Questo è un progetto a cui crediamo molto.
Un’altra novità è la realizzazione di playlist per persone malate e costrette a restare a casa, in alcuni casi, da sole. L’ascolto della musica può migliorare la loro condizione da diversi punti di vista. Abbiamo, quindi, chiesto ai musicisti, che si esibiranno in questa stagione di SCENE, di comporre delle brevi playlist che serviranno a tutti i malati che ne faranno richiesta.
Come inizierà la nuova stagione SCENE 2020/’21?
Per il nuovo cartellone SCENE sono stati organizzati ben 55 spettacoli.
Però, vista l’attuale situazione, non tutti potranno svolgersi in presenza.
Alcuni appuntamenti si trasformeranno in un film.

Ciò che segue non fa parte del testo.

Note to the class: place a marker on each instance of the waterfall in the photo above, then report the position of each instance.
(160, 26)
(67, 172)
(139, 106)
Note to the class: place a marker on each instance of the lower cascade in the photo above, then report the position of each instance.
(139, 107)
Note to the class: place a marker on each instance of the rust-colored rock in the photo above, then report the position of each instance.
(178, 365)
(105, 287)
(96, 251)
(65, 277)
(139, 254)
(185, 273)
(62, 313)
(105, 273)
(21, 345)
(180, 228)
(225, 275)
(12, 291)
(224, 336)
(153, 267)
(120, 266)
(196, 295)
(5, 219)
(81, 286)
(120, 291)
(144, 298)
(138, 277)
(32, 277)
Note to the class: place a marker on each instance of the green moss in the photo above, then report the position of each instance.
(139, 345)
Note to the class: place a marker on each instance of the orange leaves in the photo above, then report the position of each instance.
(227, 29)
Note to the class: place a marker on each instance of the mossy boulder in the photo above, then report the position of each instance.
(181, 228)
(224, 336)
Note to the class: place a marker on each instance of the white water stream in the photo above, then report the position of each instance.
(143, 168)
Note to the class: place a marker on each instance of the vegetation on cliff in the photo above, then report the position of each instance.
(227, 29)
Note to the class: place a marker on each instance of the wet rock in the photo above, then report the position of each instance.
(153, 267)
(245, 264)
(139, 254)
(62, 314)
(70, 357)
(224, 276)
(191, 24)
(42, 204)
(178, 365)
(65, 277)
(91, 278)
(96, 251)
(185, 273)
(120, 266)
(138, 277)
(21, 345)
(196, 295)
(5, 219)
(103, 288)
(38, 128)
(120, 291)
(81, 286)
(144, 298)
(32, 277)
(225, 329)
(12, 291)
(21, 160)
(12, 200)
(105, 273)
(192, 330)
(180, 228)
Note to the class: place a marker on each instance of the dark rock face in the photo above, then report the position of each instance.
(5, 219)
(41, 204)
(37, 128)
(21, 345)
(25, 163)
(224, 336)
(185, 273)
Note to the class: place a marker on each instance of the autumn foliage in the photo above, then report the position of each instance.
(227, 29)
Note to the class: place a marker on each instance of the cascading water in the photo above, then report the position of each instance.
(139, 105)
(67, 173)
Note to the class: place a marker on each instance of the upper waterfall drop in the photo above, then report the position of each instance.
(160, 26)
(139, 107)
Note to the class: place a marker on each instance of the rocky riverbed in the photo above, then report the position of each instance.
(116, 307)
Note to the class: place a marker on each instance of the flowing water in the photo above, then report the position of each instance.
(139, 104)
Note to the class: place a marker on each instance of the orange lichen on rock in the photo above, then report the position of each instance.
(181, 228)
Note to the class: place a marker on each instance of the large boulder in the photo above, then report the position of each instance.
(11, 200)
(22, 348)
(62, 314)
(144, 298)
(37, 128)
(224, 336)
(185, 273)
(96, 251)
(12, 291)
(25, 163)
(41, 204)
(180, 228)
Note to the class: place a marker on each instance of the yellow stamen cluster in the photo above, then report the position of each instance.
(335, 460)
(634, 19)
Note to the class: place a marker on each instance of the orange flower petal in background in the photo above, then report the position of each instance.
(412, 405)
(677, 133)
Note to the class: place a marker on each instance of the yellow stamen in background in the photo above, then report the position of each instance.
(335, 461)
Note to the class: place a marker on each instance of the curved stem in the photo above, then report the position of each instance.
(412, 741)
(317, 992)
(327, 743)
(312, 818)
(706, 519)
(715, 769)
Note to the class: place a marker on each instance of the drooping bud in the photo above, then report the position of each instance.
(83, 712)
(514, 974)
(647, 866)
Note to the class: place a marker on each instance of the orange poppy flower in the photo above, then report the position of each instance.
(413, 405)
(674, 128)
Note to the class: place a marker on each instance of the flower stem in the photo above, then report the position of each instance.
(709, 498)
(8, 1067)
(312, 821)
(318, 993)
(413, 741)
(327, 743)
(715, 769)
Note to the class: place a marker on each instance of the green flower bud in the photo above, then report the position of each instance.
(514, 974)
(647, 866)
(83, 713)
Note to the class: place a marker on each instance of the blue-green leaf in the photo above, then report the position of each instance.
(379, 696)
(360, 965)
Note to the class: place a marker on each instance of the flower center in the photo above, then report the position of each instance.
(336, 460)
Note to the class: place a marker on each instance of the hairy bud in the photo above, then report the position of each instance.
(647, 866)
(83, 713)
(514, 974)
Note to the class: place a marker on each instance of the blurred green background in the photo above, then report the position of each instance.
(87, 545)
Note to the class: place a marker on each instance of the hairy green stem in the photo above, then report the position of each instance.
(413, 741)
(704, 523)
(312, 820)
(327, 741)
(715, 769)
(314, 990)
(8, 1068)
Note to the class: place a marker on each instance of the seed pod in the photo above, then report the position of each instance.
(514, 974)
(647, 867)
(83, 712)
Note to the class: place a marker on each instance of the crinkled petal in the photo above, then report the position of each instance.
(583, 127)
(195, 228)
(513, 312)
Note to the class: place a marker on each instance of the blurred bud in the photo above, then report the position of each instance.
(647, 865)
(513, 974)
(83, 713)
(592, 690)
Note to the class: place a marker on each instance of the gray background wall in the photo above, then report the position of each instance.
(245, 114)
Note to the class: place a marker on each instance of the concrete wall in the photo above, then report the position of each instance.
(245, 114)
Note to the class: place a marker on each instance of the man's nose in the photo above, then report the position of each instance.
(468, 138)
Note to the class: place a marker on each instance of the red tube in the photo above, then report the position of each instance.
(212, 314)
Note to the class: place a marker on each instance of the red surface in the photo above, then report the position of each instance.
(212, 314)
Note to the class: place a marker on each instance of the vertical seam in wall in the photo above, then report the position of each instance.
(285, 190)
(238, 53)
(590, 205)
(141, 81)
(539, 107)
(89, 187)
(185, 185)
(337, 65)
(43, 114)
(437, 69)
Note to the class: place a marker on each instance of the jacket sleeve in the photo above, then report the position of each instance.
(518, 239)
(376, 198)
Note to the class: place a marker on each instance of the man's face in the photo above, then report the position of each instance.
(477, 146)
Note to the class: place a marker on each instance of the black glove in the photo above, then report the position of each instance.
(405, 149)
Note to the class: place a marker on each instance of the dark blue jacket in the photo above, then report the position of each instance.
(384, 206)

Tra questi i primi tre, ovvero lo spettacolo del 21 dicembre 2020 e quelli del 9 e del 24 gennaio 2021.
E per concludere l’intervista … un suo sogno nel cassetto.
Il mio ideale sarebbe che la cultura non fosse più circoscritta in un enclave.
Sarebbe un vero cambiamento se le attività culturali permeassero tutti gli aspetti della società e della vita quotidiana: dalla scuola al lavoro, dall’economia alla sanità.
Questa sarebbe una vera rivoluzione per tutti.